President Ford was staying at the Senator Hotel, directly across a small park from the California state Capitol. Ford was scheduled to meet Gov. Jerry Brown at 10 a.m. (Brown, who turns 80 in March, is nearing the end of his second iteration as California governor.) The Secret Service planned to protect Ford during a blocklong ride. It would be over in a few dozen seconds.
The president's spontaneous decision nearly shook American history.
"He walks out and says, 'Oh, this is a nice day. I'll walk,'" Buendorf said, speaking in the present tense about the long-ago day. "So he starts across the street."
Buendorf followed Ford into the park, where Fromme waited. She wore a full-length gown, fire-engine red, and matching turban. A .45 Colt semi-automatic was strapped to her ankle.
In 1967, Fromme dropped out of her California junior college, ran away from home and headed to Venice Beach, where she hoped to roam with the beatniks, but no beatnik welcomed her. She was crying, alone on a beach bench, clutching school books and makeup.
"What's the problem?" asked a dirty man who resembled a bearded elf.
She raised her eyes for her first look at Charles Manson.
"He smiled really bright," Fromme wrote later, "and I had the strangest feeling that he knew my thoughts."
In 1969, Manson led his small cult on a murder spree near Hollywood, killing six. Fromme did not participate in the murders, but remained a devout follower.
Minutes before Ford walked into the park, Fromme sat a few blocks away in a dingy apartment on J Street, where she engaged in an intense internal wrestling match. She was raised in an affluent home in Redondo Beach, Calif., the daughter of an aeronautical engineer. And she was a Manson disciple. On this morning, the contradictory sides of Squeaky clashed.
"I'll take the gun," Fromme told herself. "I have to do this. This is the time."
But she ejected a bullet from the chamber, which meant she needed to pull the slide on top of the pistol to move a bullet to the chamber.
She wanted to kill Ford, or maybe she didn't want to kill Ford. The Manson follower wanted to blaze in American infamy, but the suburban daughter wasn't so sure. A conflicted Fromme strapped the haphazardly loaded gun to her ankle and walked to the park.

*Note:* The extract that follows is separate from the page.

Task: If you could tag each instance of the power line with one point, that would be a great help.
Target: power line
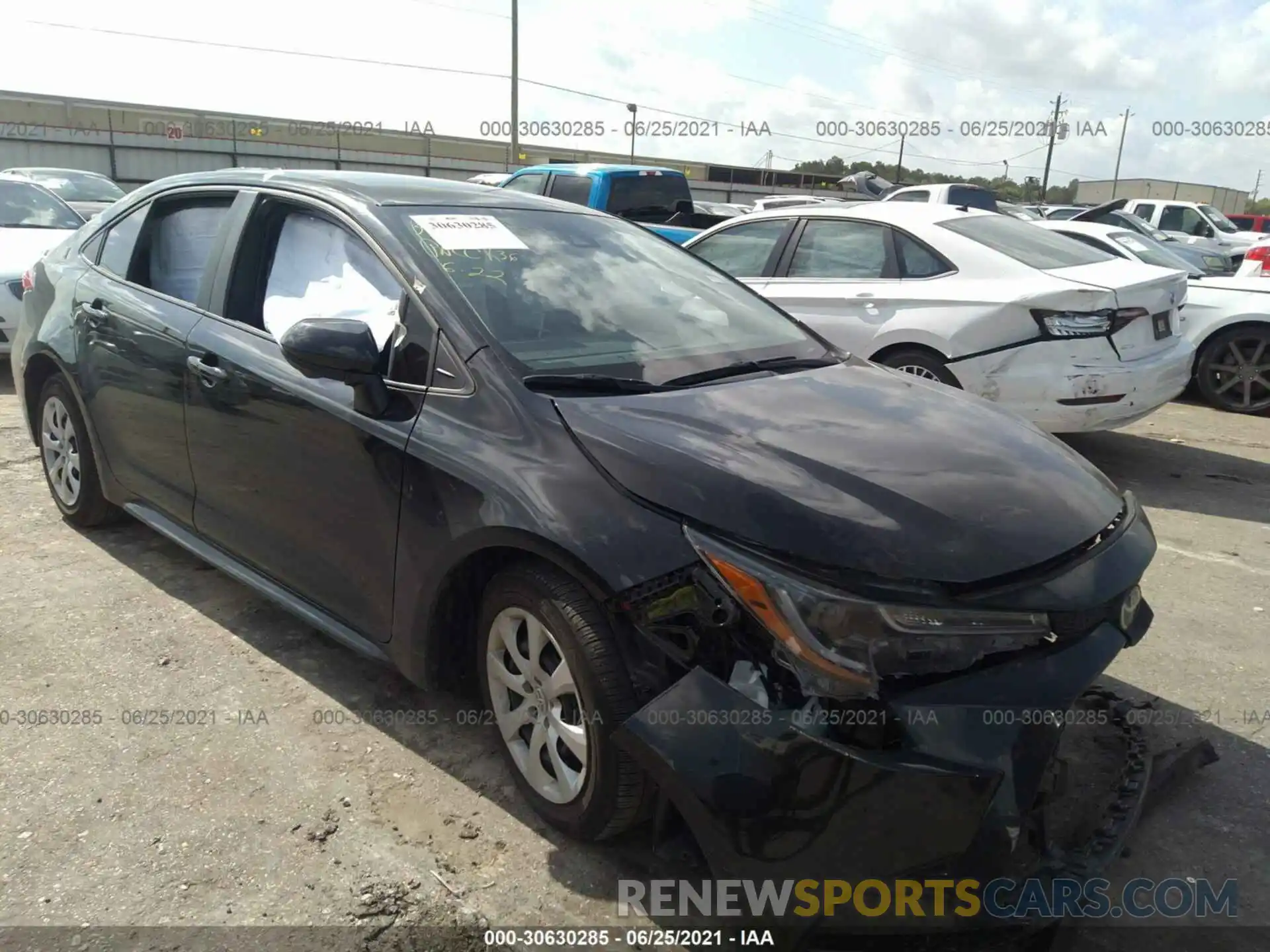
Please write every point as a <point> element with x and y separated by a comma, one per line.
<point>366,61</point>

This lost young woman soon would stand face-to-face with the leader of the free world and his protector.
At Minnesota State, Buendorf had played guard for the basketball team and ran hurdles for the track team. After departing the Navy, he applied to work at the FBI and Secret Service. Both accepted him on the same day in 1970. He spent hundreds of hours as "the guy in the stairwell," guarding against threats to Richard Nixon and Ford that never materialized.
Now, on a sunny morning, he was walking next to Ford, who was enthusiastically shaking hands.
"I was watching to make sure nobody hangs on or grabs his watch or whatever," Buendorf said.
At 9:57 a.m., Buendorf looked into the crowd and spotted a woman in red.
"Squeaky is back, not at the front of the line but back a little bit and had a .45 strapped to her ankle," Buendorf said, reaching down to his ankle to demonstrate. "It came up like this."
Buendorf stopped to show how Fromme raised her pistol.
"When I see it coming, I stepped out in front of the president."
Buendorf was not wearing a bulletproof vest. Didn't matter. He was protecting the president, no matter the risk.
Fromme, after leaving the chamber empty, finished her internal wrestling match. The Manson follower defeated the suburban daughter.
Buendorf believes Fromme made the decision to open fire.
"She was probably pulling back on the slide," he said.
He grabbed the gun with his right hand and seized Fromme with his left hand as other Secret Service agents rushed Ford to safety. Buendorf, wearing a suit and tie, was holding "a screaming girl" wearing a red robe. He wondered if gunfire would soon drop him.
"I'm expecting that she's not alone," Buendorf said.
She was alone. The president's short, spontaneous walk through the park ended safely.
Buendorf, sitting in the meeting room, shook his head as he returned to the morning in Sacramento. He spent hours of boredom preparing for an instant of sheer terror. Most agents, he said, never face such a moment.
"Afterwards, you think about it and you think if she had a round in the chamber already, she would have shot through me and him," Buendorf said. "It does put a little different slant on your life when you start thinking about it. A lot of things that people get stressed out about, I don't get stressed out about."
He became friends with Ford. He skied beside him on slopes in Vail. He sat with him in smoky backseats of limos and asked, politely, if the president would mind putting out his pipe.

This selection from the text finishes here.